Commands can be passed into the code in one of two ways: either through the commandline interface:

> ./theia -minibatch 16 -gradlim 0.1 -harness-release 12

Or through a configuration file, written as:

//configuration.txt
minibatch 16
gradlim 0.1
data ../new/data/location
random-seed 299

And launched as:

> ./theia -config configuration.txt

Note that if a configuration file is attached, all other command line arguments will be ignored.

CommandArgs Holder Class

Once loaded, the command-line arguments are stored within a central CommandArgs object

class CommandArgs

Public Functions

inline CommandArgs()

Default constructor….doesn’t do anything as the arguments self-initialise.

inline void ReadArguments(int argc, char *argv[], int ProcessRank)

Initialise the command-line arguments, and check if a configuration file is requested. Note that there is no checking for repeat arguments or multiply defined trigger strings, so multiple assignments are perfectly possible.

Parameters
  • argc – The system-provided command argument count

  • *argv[] – The system-provided list of command arguments

  • ProcessRank – The MPI-provided ID of the current process

Returns

Initialises the object against the provided parameters

Public Members

Argument<int> RandomSeed = Argument<int>(0, "random-seed")

The value passed to srand() <>_ for reproducible randomness.

Argument<std::string> StartVectorLocation = Argument<std::string>("__null_location__", "restart")
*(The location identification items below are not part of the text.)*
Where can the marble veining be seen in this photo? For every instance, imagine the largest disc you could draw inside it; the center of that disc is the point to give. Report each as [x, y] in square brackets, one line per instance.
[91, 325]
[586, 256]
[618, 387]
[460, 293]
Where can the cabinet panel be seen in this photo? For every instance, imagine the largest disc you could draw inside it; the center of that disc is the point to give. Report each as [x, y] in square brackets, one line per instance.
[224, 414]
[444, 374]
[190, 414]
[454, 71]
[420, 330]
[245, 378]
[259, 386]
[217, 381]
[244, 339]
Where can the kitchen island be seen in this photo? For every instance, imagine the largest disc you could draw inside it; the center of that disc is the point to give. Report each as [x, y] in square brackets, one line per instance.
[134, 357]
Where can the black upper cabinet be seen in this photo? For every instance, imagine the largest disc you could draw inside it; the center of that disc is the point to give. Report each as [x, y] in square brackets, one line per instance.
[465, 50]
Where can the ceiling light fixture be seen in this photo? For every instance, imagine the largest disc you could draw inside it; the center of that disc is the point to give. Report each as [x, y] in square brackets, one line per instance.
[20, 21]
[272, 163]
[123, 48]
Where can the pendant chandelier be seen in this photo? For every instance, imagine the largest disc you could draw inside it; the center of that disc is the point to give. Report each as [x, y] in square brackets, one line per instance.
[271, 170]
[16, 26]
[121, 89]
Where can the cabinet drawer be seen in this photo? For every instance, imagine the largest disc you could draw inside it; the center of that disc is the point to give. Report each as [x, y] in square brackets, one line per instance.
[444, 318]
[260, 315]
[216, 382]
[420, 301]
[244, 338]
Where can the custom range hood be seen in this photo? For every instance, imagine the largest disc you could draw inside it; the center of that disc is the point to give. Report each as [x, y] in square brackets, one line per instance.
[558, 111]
The directory to search in for a valid savefile configuration for relaunch.

Argument<double> GradLim = Argument<double>(0, "gradlim")
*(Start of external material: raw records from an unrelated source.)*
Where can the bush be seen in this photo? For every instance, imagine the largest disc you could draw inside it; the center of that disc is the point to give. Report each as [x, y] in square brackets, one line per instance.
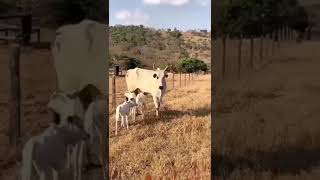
[189, 65]
[61, 12]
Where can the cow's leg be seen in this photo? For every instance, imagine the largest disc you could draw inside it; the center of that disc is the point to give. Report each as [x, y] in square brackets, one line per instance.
[55, 174]
[141, 109]
[155, 100]
[134, 113]
[122, 121]
[80, 156]
[42, 175]
[68, 157]
[75, 161]
[127, 122]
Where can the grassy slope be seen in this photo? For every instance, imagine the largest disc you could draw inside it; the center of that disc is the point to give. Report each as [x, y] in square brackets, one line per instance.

The maximum value of :math:\nabla\mathcal{L} which will be considered ‘converged’

Argument<int> MaxSteps = Argument<int>(1000, "max-steps")
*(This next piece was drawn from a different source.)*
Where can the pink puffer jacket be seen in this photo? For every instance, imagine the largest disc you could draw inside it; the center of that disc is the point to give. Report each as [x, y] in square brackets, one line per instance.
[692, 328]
The maximum number of epochs the optimiser may use before exiting.

Argument<int> SaveSteps = Argument<int>(1, "save-steps")

The number of steps between saving locations.

Argument<bool> SaveAllSteps = Argument<bool>(false, "unique-temp-save")

If true, the temporary, raw vectors are saved uniquely. Recommended to set this to false to prevent huge amounts of data generation.

Argument<int> Minibatches = Argument<int>(64, "minibatch")

The maximum number of batches used per epoch in the SGD prescription.

Argument<double> HarnessSlowDown = Argument<double>(10, "harness-slow")

The factor by which step sizes are reduced when the harness is active.

Argument<int> HarnessRelease = Argument<int>(5, "harness-release")

The number of full epochs over which the step size recovers from the HarnessSlowDown.

Argument<std::string> DataSource = Argument<std::string>("../../Data/ShuffledData", "data")

The directory for the stellar data lists.

Argument<std::string> OutputDirectory = Argument<std::string>("Output", "output")

The director for the output data (created if it doesn’t already exist)

std::vector<JSL::ArgumentInterface*> argPointers = {&RandomSeed, &StartVectorLocation, &GradLim, &MaxSteps, &DataSource, &OutputDirectory, &SaveSteps, &SaveAllSteps, &Minibatches, &HarnessRelease, &HarnessSlowDown}

Pointers list so can easily loop over the (heterogenous) array for assigments.